# DataLab Cup 1: Text Feature Engineering

Course: CS565500

Platform: [Kaggle](https://www.kaggle.com/competitions/2024-datalab-cup1)

Student Name: Sao Hsuan Lin (林劭軒)

Student ID: 113062532

## Data Preprocessing

I have written a library for extracting features from the html data.

In short, the library does:
- Read the input csv file
- Extract features from each row in parallel using `multiprocessing`
- Cache the extracted features to an other csv file

The features I extracted are:
- Datetime
  - Extract year, month, day, hour, weekday, minute, second from the `time` tag.
- Channel
  - Extract the `data-channel` attribute from the `article` tag.
- Categories
  - Extract the `href` attribute from the `a` tag under tag `footer` with class `article-topics`.
  - Since each row may have multiple categories, I encode with multi-hot encoding.
  - Besides, the number of categories is too large, so the library allows to set a threshold to filter out categories with low frequency.
- Token Count
  - Count the number of tokens of the given selector.
  - Variants
    - Token count
    - Unique token count
    - Non-stopword token count
    - Non-stopword unique token count
- TextBlob
  - Sentiment polarity and subjectivity of the given selector.
- SentimentIntensityAnalyzer.polarity_scores
  - neg, neu, pos, compound of the given selector.
- textstat.flesch_reading_ease
  - The readability of the given selector.

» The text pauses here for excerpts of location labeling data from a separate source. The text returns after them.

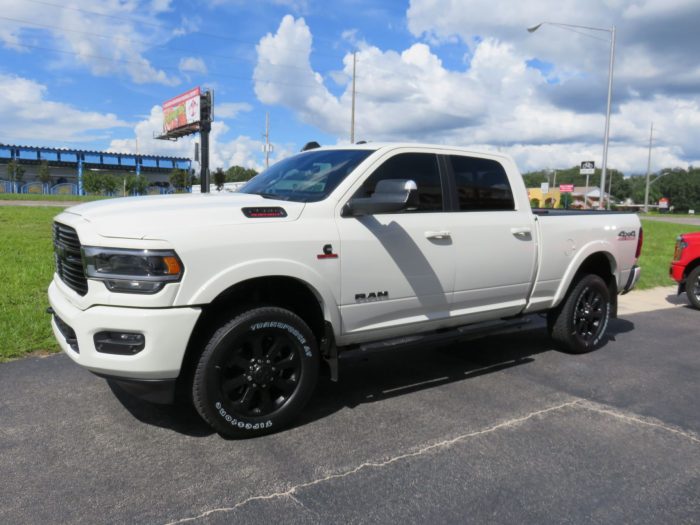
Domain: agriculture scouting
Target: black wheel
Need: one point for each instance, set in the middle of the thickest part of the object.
(579, 324)
(692, 287)
(256, 373)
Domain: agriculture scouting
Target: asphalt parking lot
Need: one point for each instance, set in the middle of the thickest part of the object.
(499, 430)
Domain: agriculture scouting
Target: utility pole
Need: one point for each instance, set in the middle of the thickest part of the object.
(646, 192)
(352, 113)
(268, 146)
(607, 118)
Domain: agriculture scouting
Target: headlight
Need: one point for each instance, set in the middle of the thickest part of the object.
(132, 271)
(680, 246)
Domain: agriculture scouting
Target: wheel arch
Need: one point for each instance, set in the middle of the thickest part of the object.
(690, 267)
(283, 291)
(596, 262)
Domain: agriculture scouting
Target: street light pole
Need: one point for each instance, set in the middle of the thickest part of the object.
(646, 192)
(606, 137)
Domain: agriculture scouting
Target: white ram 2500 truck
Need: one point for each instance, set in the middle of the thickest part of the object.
(236, 299)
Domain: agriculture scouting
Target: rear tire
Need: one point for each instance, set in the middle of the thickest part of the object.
(580, 323)
(692, 287)
(256, 373)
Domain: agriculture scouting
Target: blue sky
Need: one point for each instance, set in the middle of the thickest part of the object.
(91, 74)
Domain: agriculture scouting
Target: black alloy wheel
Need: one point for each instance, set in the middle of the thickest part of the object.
(580, 322)
(261, 372)
(692, 287)
(256, 373)
(589, 314)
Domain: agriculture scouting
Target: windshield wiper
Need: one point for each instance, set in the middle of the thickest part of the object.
(273, 196)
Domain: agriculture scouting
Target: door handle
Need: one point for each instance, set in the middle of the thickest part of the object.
(444, 234)
(521, 233)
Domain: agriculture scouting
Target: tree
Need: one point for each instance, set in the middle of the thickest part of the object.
(136, 184)
(44, 173)
(178, 179)
(680, 187)
(219, 178)
(92, 182)
(239, 174)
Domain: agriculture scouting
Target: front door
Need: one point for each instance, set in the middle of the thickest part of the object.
(397, 268)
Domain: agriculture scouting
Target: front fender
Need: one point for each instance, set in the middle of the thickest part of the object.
(266, 268)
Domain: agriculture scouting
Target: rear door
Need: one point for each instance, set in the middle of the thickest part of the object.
(495, 243)
(398, 269)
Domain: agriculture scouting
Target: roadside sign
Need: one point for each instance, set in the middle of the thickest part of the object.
(587, 167)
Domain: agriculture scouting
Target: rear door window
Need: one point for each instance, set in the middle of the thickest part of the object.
(482, 184)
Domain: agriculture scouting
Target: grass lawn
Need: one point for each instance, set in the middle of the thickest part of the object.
(26, 269)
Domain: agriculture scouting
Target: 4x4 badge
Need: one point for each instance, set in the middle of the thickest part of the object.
(327, 253)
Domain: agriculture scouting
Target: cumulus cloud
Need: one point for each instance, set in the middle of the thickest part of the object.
(240, 151)
(193, 65)
(115, 43)
(231, 109)
(29, 115)
(495, 100)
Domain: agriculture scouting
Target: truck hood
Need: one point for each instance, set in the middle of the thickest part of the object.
(152, 217)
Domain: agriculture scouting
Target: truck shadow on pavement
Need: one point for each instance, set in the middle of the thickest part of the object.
(383, 375)
(392, 373)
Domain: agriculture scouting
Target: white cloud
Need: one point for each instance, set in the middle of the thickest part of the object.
(495, 100)
(27, 114)
(107, 45)
(231, 109)
(193, 65)
(241, 151)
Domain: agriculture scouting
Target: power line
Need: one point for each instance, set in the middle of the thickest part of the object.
(139, 41)
(151, 24)
(168, 68)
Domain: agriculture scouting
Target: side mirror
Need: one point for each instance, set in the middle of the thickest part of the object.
(390, 195)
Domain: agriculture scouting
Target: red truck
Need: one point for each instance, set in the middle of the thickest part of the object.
(685, 267)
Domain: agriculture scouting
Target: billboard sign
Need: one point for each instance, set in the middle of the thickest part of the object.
(587, 167)
(182, 111)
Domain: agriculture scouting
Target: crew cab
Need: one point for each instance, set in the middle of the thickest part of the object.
(685, 267)
(235, 300)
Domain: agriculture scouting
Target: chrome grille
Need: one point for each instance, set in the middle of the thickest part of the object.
(69, 263)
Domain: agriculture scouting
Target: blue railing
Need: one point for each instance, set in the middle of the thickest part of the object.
(64, 189)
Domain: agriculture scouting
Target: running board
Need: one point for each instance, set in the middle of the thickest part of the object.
(466, 332)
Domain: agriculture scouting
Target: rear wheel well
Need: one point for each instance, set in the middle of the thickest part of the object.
(690, 267)
(280, 291)
(603, 265)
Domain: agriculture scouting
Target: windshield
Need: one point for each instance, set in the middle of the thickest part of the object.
(307, 177)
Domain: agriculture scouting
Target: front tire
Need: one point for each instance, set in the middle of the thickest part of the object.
(692, 287)
(256, 373)
(580, 323)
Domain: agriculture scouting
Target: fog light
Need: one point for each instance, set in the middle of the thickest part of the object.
(120, 343)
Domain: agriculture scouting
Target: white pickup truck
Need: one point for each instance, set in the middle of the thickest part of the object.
(235, 299)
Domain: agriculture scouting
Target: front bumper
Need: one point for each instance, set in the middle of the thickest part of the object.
(635, 274)
(166, 331)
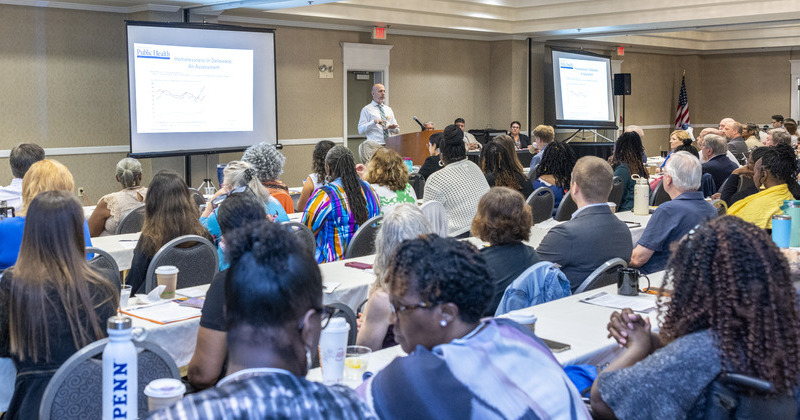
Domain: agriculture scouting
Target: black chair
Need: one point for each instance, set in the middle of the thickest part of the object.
(737, 396)
(602, 276)
(363, 242)
(196, 264)
(76, 389)
(132, 221)
(305, 235)
(566, 208)
(103, 261)
(659, 195)
(541, 202)
(617, 188)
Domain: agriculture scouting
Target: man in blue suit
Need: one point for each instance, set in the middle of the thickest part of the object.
(593, 235)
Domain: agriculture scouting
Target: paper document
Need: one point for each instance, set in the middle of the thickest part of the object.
(641, 303)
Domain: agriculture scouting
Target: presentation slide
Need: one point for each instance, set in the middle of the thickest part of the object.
(188, 89)
(196, 88)
(582, 89)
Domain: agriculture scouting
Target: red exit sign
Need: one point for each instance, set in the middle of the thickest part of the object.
(378, 33)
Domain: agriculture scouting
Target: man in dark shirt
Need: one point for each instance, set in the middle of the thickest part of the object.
(593, 235)
(674, 218)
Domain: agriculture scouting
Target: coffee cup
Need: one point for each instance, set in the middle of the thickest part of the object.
(628, 282)
(525, 319)
(167, 275)
(162, 393)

Plot of top 100 correlation of features with the target:

![image.png](attachment:image.png)

## Model

Models tested:
- `LogisticRegression`
- `CatBoostClassifier`
- `XGBClassifier`
- `LGBMClassifier`
- `VotingClassifier`
  - Base models: `LogisticRegression`, `CatBoostClassifier`, `XGBClassifier`, `LGBMClassifier`


## Infrastructure

- To perform multiple experiments with fine logging, I use `mlflow` to log the experiment results.
  - The components are `mlflow`, `postgresql`, `minio`
  - Built with `docker-compose`
  - [github (dasbd72/ml-infra)](https://github.com/dasbd72/ml-infra)
- Each cross-validation result is logged to the `mlflow` server.
- Each fold result is logged as a child run of the parent cross-validation run.
- Runs
  
   ![image.png](attachment:image.png)


## Training and Evaluation

1. Pick the features to use
   - Though I have extracted many features, I only use a few of them.
   - I chose which features to use by training multiple models and comparing the performance using different features combinations, each model training are evaluated with 5-fold cross-validation.
   - Final features chosen:
     - `year`, `month`, `day`, `hour`, `weekday`
     - `channel`
     - `categories`
2. Base model hyperparameter tuning
   - I use `ParameterGrid` to search for the best hyperparameters for each base model.
   - The hyperparameters are searched with 5-fold cross-validation.
   - Implemented myself to make use of both parallelism and mlflow logging.
3. Applying base models in VotingClassifier
    - Use the best hyperparameters found in the previous step for the base models.
    - Train the `VotingClassifier` with the models.
    - Tries different combinations of the base models.
    - The best combination is 2 `XGBClassifier` and 3 `LGBMClassifier`.

## Conclusions

- About features
  - **The most important, more features do not always mean better.**
  - Tried one-hot encoding weekday and month, but the performance is worse than using them as numerical features.
- Engineering
  - Having nice infrastructure helps a lot in managing experiments, saves lots of time.
  - Writing good libraries for feature extraction (cachine and parallelism) can save time and make the notebooks cleaner.
- Model selection
  - The gradient boosting family models are so powerful.
  - Cross-validation is important to avoid overfitting on part of the validation set, although it is time-consuming, it is worth it.